Actually it wasn’t so much buying the new one that was traumatic, it was retiring the old one. I’ve had my rucksack since I was twenty. My granny gave me the money to buy it. And it’s been everywhere with me, ever since.

It’s the one that got lost the day I arrived in Prague for my first attempt at living abroad (and later turned up with the bus station police, thank goodness). It would have been new and shiny and bright red and blue then.

It’s the one that went with me by train to Ukraine for the first time, that went from Ukraine to Finland on buses and ferries, that went to Uzbekistan where I was nearly deported (for not having the right visa) and I had to fill it with gigantic torpedo-shaped melons to bribe the local police with.

It went to the top of a volcano in Kamchatka, looking a lot less brightly red and blue by that time. It was used to carry freshly (illegally) caught salmon on the Kuril islands. Kittens and once a Mongolian baby have used it as an impromptu bed.

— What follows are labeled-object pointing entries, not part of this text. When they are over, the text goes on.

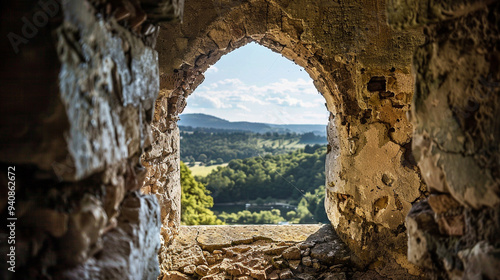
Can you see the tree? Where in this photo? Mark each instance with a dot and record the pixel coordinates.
(195, 201)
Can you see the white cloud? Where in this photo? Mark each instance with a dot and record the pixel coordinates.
(243, 107)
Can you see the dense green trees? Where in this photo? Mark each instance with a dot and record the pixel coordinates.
(247, 217)
(286, 176)
(296, 176)
(195, 201)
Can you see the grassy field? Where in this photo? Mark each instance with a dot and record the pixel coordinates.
(198, 170)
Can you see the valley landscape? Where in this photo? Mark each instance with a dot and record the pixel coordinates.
(256, 173)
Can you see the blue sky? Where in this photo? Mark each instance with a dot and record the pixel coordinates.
(255, 84)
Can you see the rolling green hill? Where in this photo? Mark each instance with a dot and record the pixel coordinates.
(208, 121)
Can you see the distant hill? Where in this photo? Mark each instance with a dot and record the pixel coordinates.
(208, 121)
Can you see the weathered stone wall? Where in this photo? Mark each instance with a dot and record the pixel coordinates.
(454, 233)
(80, 84)
(244, 252)
(359, 65)
(78, 80)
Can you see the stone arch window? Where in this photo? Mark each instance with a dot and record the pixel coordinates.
(371, 179)
(255, 84)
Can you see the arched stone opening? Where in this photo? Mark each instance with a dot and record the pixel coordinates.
(372, 179)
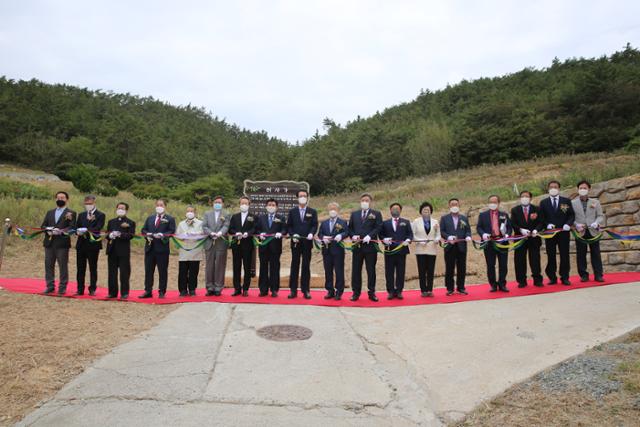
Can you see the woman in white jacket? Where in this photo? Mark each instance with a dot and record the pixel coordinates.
(426, 233)
(189, 230)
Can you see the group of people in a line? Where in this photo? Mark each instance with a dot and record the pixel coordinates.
(208, 239)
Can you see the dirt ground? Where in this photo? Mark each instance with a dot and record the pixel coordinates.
(601, 387)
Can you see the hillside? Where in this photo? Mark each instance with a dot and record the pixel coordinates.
(153, 148)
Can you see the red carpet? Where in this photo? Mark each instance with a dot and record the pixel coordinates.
(411, 297)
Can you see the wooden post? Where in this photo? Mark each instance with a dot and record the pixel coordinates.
(6, 229)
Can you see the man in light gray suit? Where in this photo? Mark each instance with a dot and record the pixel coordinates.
(589, 219)
(216, 225)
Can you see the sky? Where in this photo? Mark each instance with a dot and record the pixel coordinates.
(283, 66)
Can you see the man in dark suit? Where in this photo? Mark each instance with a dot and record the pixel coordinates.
(302, 225)
(157, 228)
(242, 228)
(494, 225)
(396, 232)
(273, 226)
(57, 243)
(455, 229)
(332, 231)
(364, 225)
(526, 220)
(558, 213)
(89, 222)
(120, 232)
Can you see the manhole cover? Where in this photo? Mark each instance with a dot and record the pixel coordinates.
(284, 333)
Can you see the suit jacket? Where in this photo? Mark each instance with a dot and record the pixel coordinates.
(249, 226)
(447, 228)
(67, 220)
(96, 224)
(371, 226)
(120, 246)
(593, 213)
(167, 226)
(402, 233)
(210, 225)
(279, 225)
(419, 233)
(341, 227)
(533, 222)
(302, 228)
(484, 224)
(563, 215)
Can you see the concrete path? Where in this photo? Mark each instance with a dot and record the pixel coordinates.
(423, 365)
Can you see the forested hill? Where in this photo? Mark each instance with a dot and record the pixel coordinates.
(578, 105)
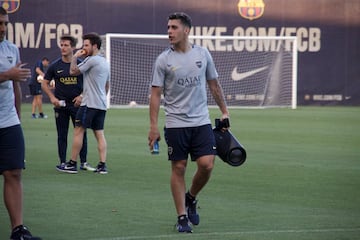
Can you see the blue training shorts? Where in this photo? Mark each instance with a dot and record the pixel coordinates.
(196, 141)
(12, 148)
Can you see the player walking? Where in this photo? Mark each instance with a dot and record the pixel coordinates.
(66, 99)
(181, 72)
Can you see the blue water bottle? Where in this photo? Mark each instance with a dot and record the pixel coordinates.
(155, 149)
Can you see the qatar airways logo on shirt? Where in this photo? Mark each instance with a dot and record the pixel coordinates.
(189, 81)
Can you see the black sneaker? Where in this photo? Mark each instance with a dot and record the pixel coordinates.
(69, 167)
(101, 168)
(183, 225)
(22, 233)
(190, 204)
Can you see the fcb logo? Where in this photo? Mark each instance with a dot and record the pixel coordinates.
(251, 9)
(10, 5)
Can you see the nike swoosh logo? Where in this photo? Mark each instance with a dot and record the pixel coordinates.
(241, 76)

In Tuva in 2010. Photo by Stanislav Krupar

A clip was replaced in Crimea, a new zip fitted on Sakhalin, one of the straps gave way half-way up a mountain in Tuva and my friend mended it with cobbler’s thread. A broken zip handle was fixed with a keyring from Georgia; in Tibetan China a new top was sewn on by an old man making prayer flags.

It’s a patchwork of where I’ve gone and who I’ve met there. It’s been my home on the road.

And now it’s in honorary retirement, in my friend’s attic in London.

Without it on my back, I’m not sure I know who I am. I’m on the road with a new, characterless, history-less rucksack.

(At least it’s a nice colour, i.e., not pink – can you believe that reputable outdoor/camping/trekking companies actually think women want their hardcore 70l+ rucksacks to be PINK????)

I hope it starts getting some character and history this trip. Or else I’m going to lose it at the next bus station or airport carousel because I won’t recognise it and will be waiting for my old, battered, faded, much-repaired red and blue rucksack to appear, and waiting in vain, in vain.